Thanks for your answer.
”Application windows are referenced by index, their position in their application's window stack, front to back, with 1 being frontmost, 2 being the window behind that, and so on.”
I know that, and that's precisely the problem!
I need to bring a specific window to the foreground so that I can then interact with it. The “relative” position of a window in the window stack is therefore of no use to me, as the index can change at any time.
Currently, I have positioned my windows with a natural offset (automatic positioning when each new window is opened).
To bring one of them to the foreground, I click on the corner of the correct window that is always visible.
This has been working for months, but it's not very “clean” programming. The slightest accidental movement of a window, or if another window is opened on top of my improvised “handles,” and my whole process collapses.

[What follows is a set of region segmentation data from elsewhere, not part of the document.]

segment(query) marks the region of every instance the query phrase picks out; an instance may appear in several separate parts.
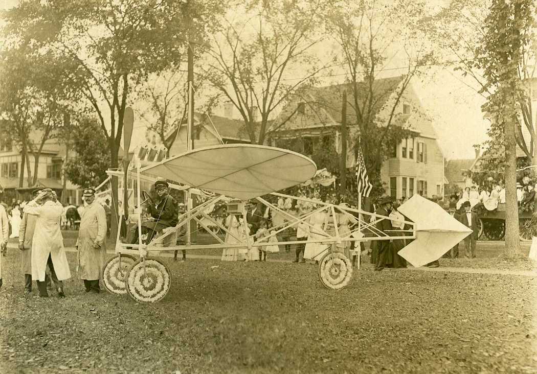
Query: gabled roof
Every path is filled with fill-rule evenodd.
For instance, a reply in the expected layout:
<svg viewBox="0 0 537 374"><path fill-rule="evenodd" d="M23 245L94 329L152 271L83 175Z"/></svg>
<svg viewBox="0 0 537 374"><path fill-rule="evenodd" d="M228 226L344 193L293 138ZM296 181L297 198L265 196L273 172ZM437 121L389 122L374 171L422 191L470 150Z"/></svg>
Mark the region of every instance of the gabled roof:
<svg viewBox="0 0 537 374"><path fill-rule="evenodd" d="M222 139L233 139L242 140L245 142L250 141L250 136L246 129L246 125L244 121L233 120L219 115L202 114L197 113L199 122L197 124L202 124L209 125L211 127L214 125L216 131ZM256 127L256 137L259 135L259 127Z"/></svg>
<svg viewBox="0 0 537 374"><path fill-rule="evenodd" d="M382 109L391 94L401 84L404 76L375 79L372 85L373 98L373 113L376 113ZM358 83L358 102L361 106L366 104L370 95L369 84L361 82ZM323 87L308 89L316 101L330 116L337 122L341 123L341 107L343 91L347 91L347 123L357 123L356 114L353 99L353 84L344 83Z"/></svg>
<svg viewBox="0 0 537 374"><path fill-rule="evenodd" d="M405 76L390 78L379 78L374 80L370 93L369 85L361 82L358 84L358 101L360 107L364 107L368 103L369 98L373 98L372 114L376 115L386 108L389 100L393 99L398 87L404 80ZM353 84L344 83L322 87L303 86L297 90L295 99L288 106L282 111L283 116L289 115L295 108L291 106L297 105L297 102L302 101L307 104L308 107L313 112L310 118L300 120L290 121L277 131L302 131L306 128L317 128L325 126L339 126L342 122L342 102L343 92L347 92L347 124L352 127L357 122L356 111L354 102ZM403 98L404 100L412 100L412 106L417 108L422 107L419 98L413 91L411 84L406 89ZM403 104L401 102L401 105ZM394 126L408 125L409 129L419 136L436 139L438 138L433 127L432 122L423 111L413 111L409 114L396 113L392 120Z"/></svg>
<svg viewBox="0 0 537 374"><path fill-rule="evenodd" d="M467 158L459 160L449 160L446 162L444 175L449 183L463 181L462 173L464 170L470 170L475 159Z"/></svg>
<svg viewBox="0 0 537 374"><path fill-rule="evenodd" d="M209 115L205 113L195 113L194 114L194 127L204 126L209 131L214 131L214 129L223 140L238 140L243 142L250 142L250 136L246 129L246 125L243 121L234 120L219 115ZM214 125L214 127L213 125ZM182 126L186 126L186 121L184 121ZM259 126L256 126L256 137L259 135ZM176 128L170 130L166 134L166 138L169 138L175 136L177 131Z"/></svg>

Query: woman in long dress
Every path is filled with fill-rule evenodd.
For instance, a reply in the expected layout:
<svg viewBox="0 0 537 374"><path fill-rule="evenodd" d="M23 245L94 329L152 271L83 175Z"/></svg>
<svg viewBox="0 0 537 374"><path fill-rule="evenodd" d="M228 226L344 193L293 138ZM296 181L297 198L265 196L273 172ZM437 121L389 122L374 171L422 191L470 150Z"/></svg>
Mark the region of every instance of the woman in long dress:
<svg viewBox="0 0 537 374"><path fill-rule="evenodd" d="M37 281L40 297L48 297L45 282L47 266L58 296L65 297L63 281L71 277L60 230L63 207L52 190L46 188L24 207L25 213L38 216L32 239L32 278Z"/></svg>
<svg viewBox="0 0 537 374"><path fill-rule="evenodd" d="M304 259L318 261L322 253L328 248L327 244L320 243L310 243L310 240L318 240L326 238L326 236L323 233L323 226L326 221L326 214L324 211L319 211L314 214L309 219L309 234L308 236L308 241L304 250Z"/></svg>
<svg viewBox="0 0 537 374"><path fill-rule="evenodd" d="M19 228L20 227L20 222L22 221L20 210L19 210L19 206L16 205L11 210L11 234L10 238L19 237Z"/></svg>
<svg viewBox="0 0 537 374"><path fill-rule="evenodd" d="M406 226L404 223L405 217L402 214L397 211L397 208L398 207L398 204L394 206L394 209L391 210L391 212L390 213L390 215L389 216L390 219L391 220L391 226L393 227L394 230L407 230L408 229L408 227L405 229ZM402 232L395 232L391 233L391 234L394 236L405 236L406 234L407 233ZM400 256L397 253L406 245L407 242L405 239L394 239L392 240L391 245L390 246L390 248L392 251L391 267L407 267L407 260Z"/></svg>
<svg viewBox="0 0 537 374"><path fill-rule="evenodd" d="M224 242L227 244L237 244L241 243L241 234L239 232L240 224L237 218L230 214L226 218L226 226L229 232L226 233ZM240 261L244 259L241 253L241 248L238 247L224 248L222 252L222 261Z"/></svg>

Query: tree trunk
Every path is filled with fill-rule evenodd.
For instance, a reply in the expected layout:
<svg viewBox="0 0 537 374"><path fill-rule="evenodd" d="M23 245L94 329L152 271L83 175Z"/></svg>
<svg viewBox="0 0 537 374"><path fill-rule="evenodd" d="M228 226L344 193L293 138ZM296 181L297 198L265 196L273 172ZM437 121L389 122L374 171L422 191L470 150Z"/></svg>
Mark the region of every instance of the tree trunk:
<svg viewBox="0 0 537 374"><path fill-rule="evenodd" d="M26 162L26 150L24 146L20 153L20 176L19 177L19 188L24 186L24 165Z"/></svg>
<svg viewBox="0 0 537 374"><path fill-rule="evenodd" d="M71 124L71 117L68 114L63 115L63 127L69 129ZM67 131L67 138L65 139L66 143L66 157L63 159L63 163L62 164L62 204L67 205L67 177L66 175L66 164L69 160L69 146L70 145L70 137L69 136L69 131Z"/></svg>
<svg viewBox="0 0 537 374"><path fill-rule="evenodd" d="M28 150L26 150L26 153L25 154L25 157L26 159L26 177L27 178L28 181L28 187L31 187L33 185L32 184L32 168L30 166L30 156L28 154Z"/></svg>
<svg viewBox="0 0 537 374"><path fill-rule="evenodd" d="M39 158L41 153L34 153L34 177L32 181L32 185L37 183L38 172L39 171Z"/></svg>
<svg viewBox="0 0 537 374"><path fill-rule="evenodd" d="M62 164L62 204L67 204L67 176L66 175L66 164L69 160L69 141L66 142L66 157Z"/></svg>
<svg viewBox="0 0 537 374"><path fill-rule="evenodd" d="M517 199L517 143L515 123L505 123L505 254L509 259L520 255L518 203Z"/></svg>
<svg viewBox="0 0 537 374"><path fill-rule="evenodd" d="M113 138L112 140L109 139L109 149L110 151L110 168L117 168L119 165L119 162L118 157L118 144L116 144L114 142ZM115 246L115 239L118 235L118 229L119 223L119 215L121 212L118 211L118 202L119 196L118 196L118 178L113 177L110 178L111 181L112 194L112 219L110 223L110 240L108 243L109 248L114 248ZM124 187L124 188L126 188ZM123 201L122 204L126 204L126 201Z"/></svg>
<svg viewBox="0 0 537 374"><path fill-rule="evenodd" d="M339 199L347 193L347 91L343 91L341 109L341 158L339 160Z"/></svg>

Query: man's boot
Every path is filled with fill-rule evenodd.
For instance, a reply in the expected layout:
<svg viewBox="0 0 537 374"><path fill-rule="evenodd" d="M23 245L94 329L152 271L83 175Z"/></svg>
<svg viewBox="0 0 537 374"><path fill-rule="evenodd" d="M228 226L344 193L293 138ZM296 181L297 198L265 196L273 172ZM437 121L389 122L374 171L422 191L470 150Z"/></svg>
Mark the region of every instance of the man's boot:
<svg viewBox="0 0 537 374"><path fill-rule="evenodd" d="M24 274L24 293L32 292L32 274Z"/></svg>
<svg viewBox="0 0 537 374"><path fill-rule="evenodd" d="M39 297L48 297L47 284L45 282L37 281L37 288L39 290Z"/></svg>

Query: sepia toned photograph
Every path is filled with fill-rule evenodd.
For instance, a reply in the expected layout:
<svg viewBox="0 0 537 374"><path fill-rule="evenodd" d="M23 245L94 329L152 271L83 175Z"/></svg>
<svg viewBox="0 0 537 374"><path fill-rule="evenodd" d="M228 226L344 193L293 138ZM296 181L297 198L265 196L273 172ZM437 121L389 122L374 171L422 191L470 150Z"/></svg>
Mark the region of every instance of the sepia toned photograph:
<svg viewBox="0 0 537 374"><path fill-rule="evenodd" d="M0 373L537 374L535 0L0 0Z"/></svg>

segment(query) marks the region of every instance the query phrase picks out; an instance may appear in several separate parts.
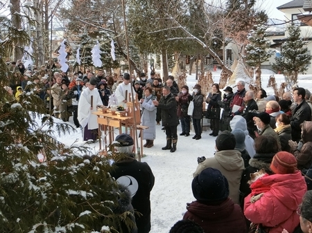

The ideal solution would be to have a UNIQUE and INVARIABLE identifier for each window so that I can always bring the right window to the foreground when I need to.
And as I mentioned, I can't call a window by its name, because they all have the same name, generated by Mac OS.
Nothing mysterious: I'm monitoring several instances of the same iOS app running on multiple sessions on a Mac Studio M1Ultra.
This monitoring allows me to view and perform actions on these app instances through shared windows.
The problem is that Mac OS itself defines the name of my screen sharing windows (it's always the name of the Mac Studio) and it's impossible to change this name.
So I have a stack of windows with the same name and I want a sure and precise way to address the right window to perform my actions.